As for Harkay, Clark recalls going to her house twice: once to notify her of a personnel decision at the direction of the Town Manager, and a second time to discuss paving [the parking lot in front of] Town Hall after she had expressed confusion about it during a Selectboard meeting. On his second visit, Clark adds, "What we ended up talking about was drainage issues you [Harkay] were having with water coming down Tucker Hill." The matter, he says, was never Selectboard business.

Clark has asked Harkay to publicly recant the “false statements" she made about him driving around to Selectboard members' houses to discuss board business.

Harkay ended the discussion on Monday night with advice for residents, which she said was given to her by Town Attorney Brian Monaghan:

“He [Brian Monaghan] said that anybody who would like to allege that there’s been a violation should in fact just email those claims to Bryan, our Town Manager, and to myself as Selectboard Chair, because every time you email the entire board about this, that person emailing the alleged violation is breaking Open Meeting Law him or herself.”

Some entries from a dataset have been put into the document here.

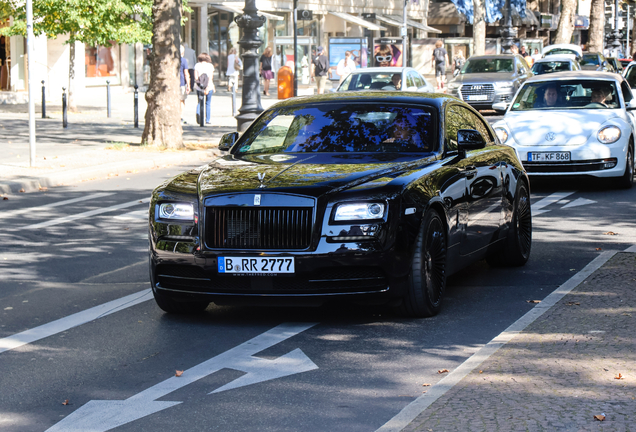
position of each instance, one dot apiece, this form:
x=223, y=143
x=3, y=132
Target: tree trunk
x=72, y=106
x=479, y=28
x=163, y=115
x=597, y=26
x=566, y=22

This warning, it turns out, is factually untrue. Open Meeting Law is designed to protect members of the public, and the only people who can violate it are members of a public body. In addition, the Open Meeting Law statute mandates that written notice of an alleged violation must be sent to the entire Selectboard, thus ensuring that it becomes a part of public record, gets put on the following meeting’s agenda, and is then included in the meeting packet for the public to read.

The Selectboard held a special meeting on Wednesday, April 7, to discuss the alleged Open Meeting Law violations with the public as well as with the Town Attorney. Monaghan came ready with a presentation to explain the basics of the law before taking questions and opening the discussion up to the public.

This author asked Monaghan whether or not he advised Harkay to discourage residents from writing to the entire Selectboard lest they risk breaking the law themselves, but he declined to comment, citing attorney-client privileges. He did, however, concede that the Open Meeting Law protects the public and constricts board members, adding, "If you have an Open Meeting Law violation allegation, I don't think there's anything wrong with sending it to everybody on the board."

Note: All quotations of verbal statements have been taken from audio recordings of the meetings indicated.